= Metellus of Tegernsee =

Metellus of Tegernsee ( 1145–1165) was a Benedictine monk of Tegernsee Abbey and a Middle Latin poet.

==Life==
Metellus' background is unknown. He was probably born into a noble family of Bavaria, since he mentions a brother named Wernher who lived in Schliersee. 'Metellus' is probably a pen name chosen for its classical connotations and not his given name. His poetic output is evidence of a solid classical education.

In addition to his original writings, Metellus also worked as a scribe. The manuscript Munich, Bayerische Staatsbibliothek, Clm 18257 is attributed to him and he has been identified as the copyist of some documents in the Tegernsee tradition book between 1155 and 1186.

==Works==
===Expeditio Hierosolymitana===
Metellus wrote two major works.
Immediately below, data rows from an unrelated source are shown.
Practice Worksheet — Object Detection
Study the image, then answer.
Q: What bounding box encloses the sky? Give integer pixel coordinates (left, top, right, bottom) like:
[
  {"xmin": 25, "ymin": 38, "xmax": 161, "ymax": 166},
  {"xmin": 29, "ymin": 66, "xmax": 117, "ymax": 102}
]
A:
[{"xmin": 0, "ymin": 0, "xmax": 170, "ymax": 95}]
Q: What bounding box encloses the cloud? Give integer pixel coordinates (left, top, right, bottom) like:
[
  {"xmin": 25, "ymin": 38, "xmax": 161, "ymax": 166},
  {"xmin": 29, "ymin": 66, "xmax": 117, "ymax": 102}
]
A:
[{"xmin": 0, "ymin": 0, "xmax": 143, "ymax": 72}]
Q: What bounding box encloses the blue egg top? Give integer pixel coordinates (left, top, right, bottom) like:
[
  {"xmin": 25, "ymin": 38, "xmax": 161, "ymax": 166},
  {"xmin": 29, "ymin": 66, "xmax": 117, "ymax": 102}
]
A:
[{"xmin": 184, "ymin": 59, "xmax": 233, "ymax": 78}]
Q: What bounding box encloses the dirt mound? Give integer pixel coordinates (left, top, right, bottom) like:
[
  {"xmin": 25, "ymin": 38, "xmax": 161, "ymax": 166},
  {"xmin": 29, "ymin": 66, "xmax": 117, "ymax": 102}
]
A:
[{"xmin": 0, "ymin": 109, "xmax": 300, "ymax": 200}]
The first, Expeditio Hierosolymitana ('Expedition to Jerusalem'), is an account of the First Crusade in 4,845 hexameters. It was written between 1145 and 1165. The quality of the poetry and the Latinity compare favourably with contemporary works. It is based on the Robert the Monk's Historia Hierosolymitana. It also references some letters (e.g., from the Patriarch Arnulf of Chocques).
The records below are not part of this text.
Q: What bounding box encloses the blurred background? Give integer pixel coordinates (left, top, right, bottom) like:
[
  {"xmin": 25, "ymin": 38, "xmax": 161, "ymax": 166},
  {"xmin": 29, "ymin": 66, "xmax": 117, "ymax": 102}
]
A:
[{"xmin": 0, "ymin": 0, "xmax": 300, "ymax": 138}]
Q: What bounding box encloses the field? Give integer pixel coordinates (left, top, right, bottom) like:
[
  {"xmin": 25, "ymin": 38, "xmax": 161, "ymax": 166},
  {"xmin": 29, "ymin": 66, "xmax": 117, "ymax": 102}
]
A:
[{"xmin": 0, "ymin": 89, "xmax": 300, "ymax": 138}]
The Expeditios historical value comes mainly as a window into a particularly German remembrance of the crusade. Metellus claims that Peter the Hermit's following included Germans and refers to Godfrey of Bouillon as the "leader of the Germans". He clarifies that the term 'Franks', used generically for all crusaders, was originally the name of the conquerors of Gaul and claims furthermore that the kingdom of France was a creation of the Emperor Arnulf. The Expeditio is the only source to place Wicher the German's origins in Fulda.

===Quirinalia===
The second and more sophisticated work is the Quirinalia, an account of Tegernsee's patron saint, Quirinus. It is a poetic elaboration of the older Passio Quirini. It covers the saint's life, passion and martyrdom, the translation of his relics to Tegernsee and the miracles associated with his intercession. Written perhaps as late as 1175, the Quirinalia is divided into six books, each containing several poems. The first four books are odes in the style of Horace; the fifth contains ten eclogues in the style of Vergil; and the sixth is written in retrograde hexameters. The Quirinalia survives in two recensions.

The unfinished sixth book is the Quirinalia contains stories relating to Tegernsee in the 11th and 12th centuries. These have a political slant: support for Abbot Rupert and Tegernsee's imperial immediacy; opposition to the Hirsau Reforms and the reforms of Bishop Otto of Freising; and rivalry with Benediktbeuern Abbey. Tegernsee's advocati are portrayed in a bad light. Within two decades of its appearance, the Quirinalia had been rendered into prose. The prose version, known as the Passio Secunda Sancti Quirini, expands upon the sixth book, adding further accounts of the misdeeds of the advocati.